Future releases will include:

  • Goal Setting, Project Planning & Task Management: Allowing the agents to set their own goals will greatly increase agent autonomy and allow the system to be run and observed for longer periods of time without human intervention.
  • Artificial Circadian Rhythm: This is the second component required to allow the agents to be left to their own devices for extended periods of time.
  • Alignment with the IEEE P3394 draft Standard for Large Language Model Agent Interface: This will allow the project to be used as a testbed for the draft standard as it is developed.
  • Conflicting Memory Resolution & Agent Bias: This will allow the observence of how a population of agennts behave when subsets ogf agents have conflicting memories, ideas or goals.
  • Quantitative evaluation of agent learning and evolution: Once the system can be run autonomously it will be possible to setup identical populations of agents with different circadian rhythms (disabling the learning and socialising phases) and observe how the system evolves over time.

Conclusion

The Memetic Agents project introduces several novel contributions to the field of multi-agent systems and social learning. By implementing a biomimetic approach that draws parallels between cultural evolution and artificial intelligence, this work demonstrates how LLM-based agents can evolve through social interaction and experience. The project's key innovations include a sophisticated memory architecture mimicking human cognitive processes, the introduction of "Autonoms" as non-agentic LLM-driven subroutines, and an original implementation of memetic evolution allowing agents to share and modify their prompts through social interaction.

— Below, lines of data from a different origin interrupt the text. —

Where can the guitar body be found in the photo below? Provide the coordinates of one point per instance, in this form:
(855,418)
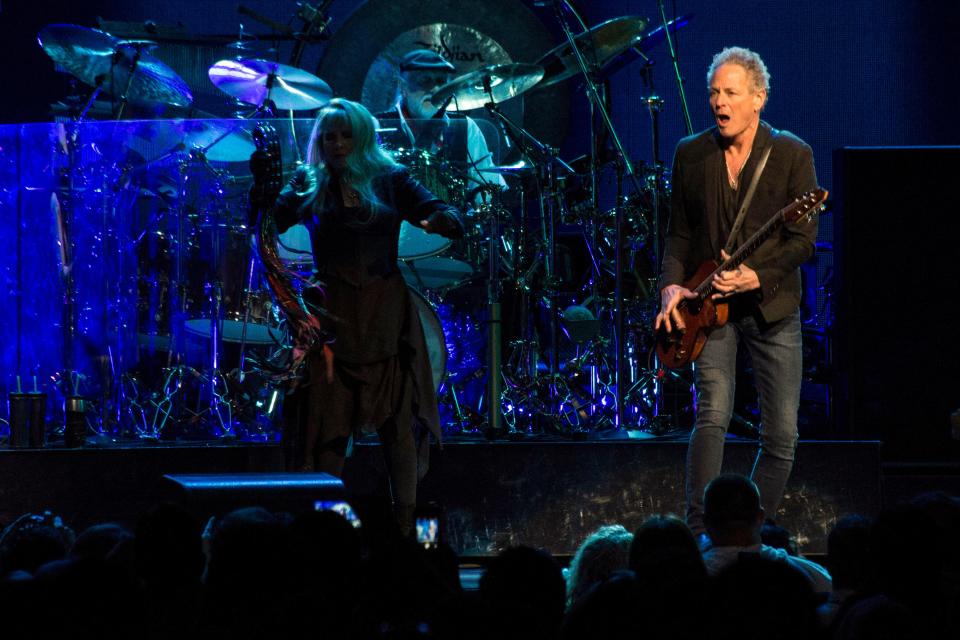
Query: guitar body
(700,317)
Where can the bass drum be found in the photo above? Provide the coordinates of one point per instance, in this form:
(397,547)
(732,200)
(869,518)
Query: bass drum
(433,334)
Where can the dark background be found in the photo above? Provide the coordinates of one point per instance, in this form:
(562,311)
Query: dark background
(854,73)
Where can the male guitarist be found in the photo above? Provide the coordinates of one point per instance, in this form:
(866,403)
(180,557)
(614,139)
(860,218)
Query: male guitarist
(712,176)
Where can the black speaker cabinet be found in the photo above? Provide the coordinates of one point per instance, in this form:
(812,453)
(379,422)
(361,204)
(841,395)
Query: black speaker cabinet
(218,493)
(897,234)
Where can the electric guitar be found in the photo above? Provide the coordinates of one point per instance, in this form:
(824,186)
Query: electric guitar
(701,315)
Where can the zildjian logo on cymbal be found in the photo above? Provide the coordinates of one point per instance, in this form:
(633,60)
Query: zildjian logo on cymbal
(456,54)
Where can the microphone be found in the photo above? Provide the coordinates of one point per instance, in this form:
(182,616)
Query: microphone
(443,107)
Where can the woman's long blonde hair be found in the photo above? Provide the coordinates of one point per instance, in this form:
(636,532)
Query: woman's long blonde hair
(366,162)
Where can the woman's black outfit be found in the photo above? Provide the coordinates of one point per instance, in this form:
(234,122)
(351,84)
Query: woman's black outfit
(382,378)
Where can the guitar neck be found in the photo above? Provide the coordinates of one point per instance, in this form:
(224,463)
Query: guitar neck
(743,252)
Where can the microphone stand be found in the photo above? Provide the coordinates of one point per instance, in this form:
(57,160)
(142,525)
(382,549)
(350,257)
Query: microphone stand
(676,68)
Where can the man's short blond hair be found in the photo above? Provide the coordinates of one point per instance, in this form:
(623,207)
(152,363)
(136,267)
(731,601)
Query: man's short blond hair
(749,60)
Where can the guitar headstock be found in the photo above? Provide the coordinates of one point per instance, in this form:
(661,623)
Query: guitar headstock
(806,206)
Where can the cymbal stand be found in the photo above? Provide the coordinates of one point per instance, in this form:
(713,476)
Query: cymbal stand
(549,200)
(597,103)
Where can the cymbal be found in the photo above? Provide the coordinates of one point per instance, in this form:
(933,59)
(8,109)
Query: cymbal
(97,58)
(519,169)
(254,81)
(493,83)
(218,140)
(599,45)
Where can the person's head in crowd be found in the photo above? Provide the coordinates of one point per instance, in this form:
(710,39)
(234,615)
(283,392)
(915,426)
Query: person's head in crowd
(421,72)
(777,537)
(523,592)
(664,548)
(611,610)
(100,541)
(604,552)
(732,511)
(848,552)
(328,549)
(168,547)
(33,540)
(248,547)
(757,598)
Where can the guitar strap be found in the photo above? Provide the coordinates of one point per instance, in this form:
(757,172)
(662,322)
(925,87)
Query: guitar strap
(742,214)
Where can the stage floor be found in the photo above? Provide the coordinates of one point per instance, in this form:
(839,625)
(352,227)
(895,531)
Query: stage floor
(543,491)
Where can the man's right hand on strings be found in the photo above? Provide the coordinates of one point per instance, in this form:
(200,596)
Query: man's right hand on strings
(669,316)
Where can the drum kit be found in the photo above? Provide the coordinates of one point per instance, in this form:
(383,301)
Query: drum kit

While this implementation is still in its early stages, it provides a promising model for exploring how AI systems might develop and adapt through social learning. The current architecture demonstrates important capabilities in dynamic prompt evolution, multi-layered memory management, self-reflection, and structured inter-agent communication. Future research could explore quantitative evaluation of agent evolution, more sophisticated learning mechanisms, and emergent behaviours in larger agent populations.

As an open-source project, Memetic Agents serves as both a practical implementation and a theoretical basis for researchers exploring social learning in AI systems. The code and documentation are available on GitHub, and the research community is invited to build upon this foundation. Through collaborative development and research, this project aims to contribute to the understanding of how AI systems can learn, adapt, and evolve through social interaction, while maintaining alignment with human values and goals.

This article is licensed under CC BY-SA 4.0.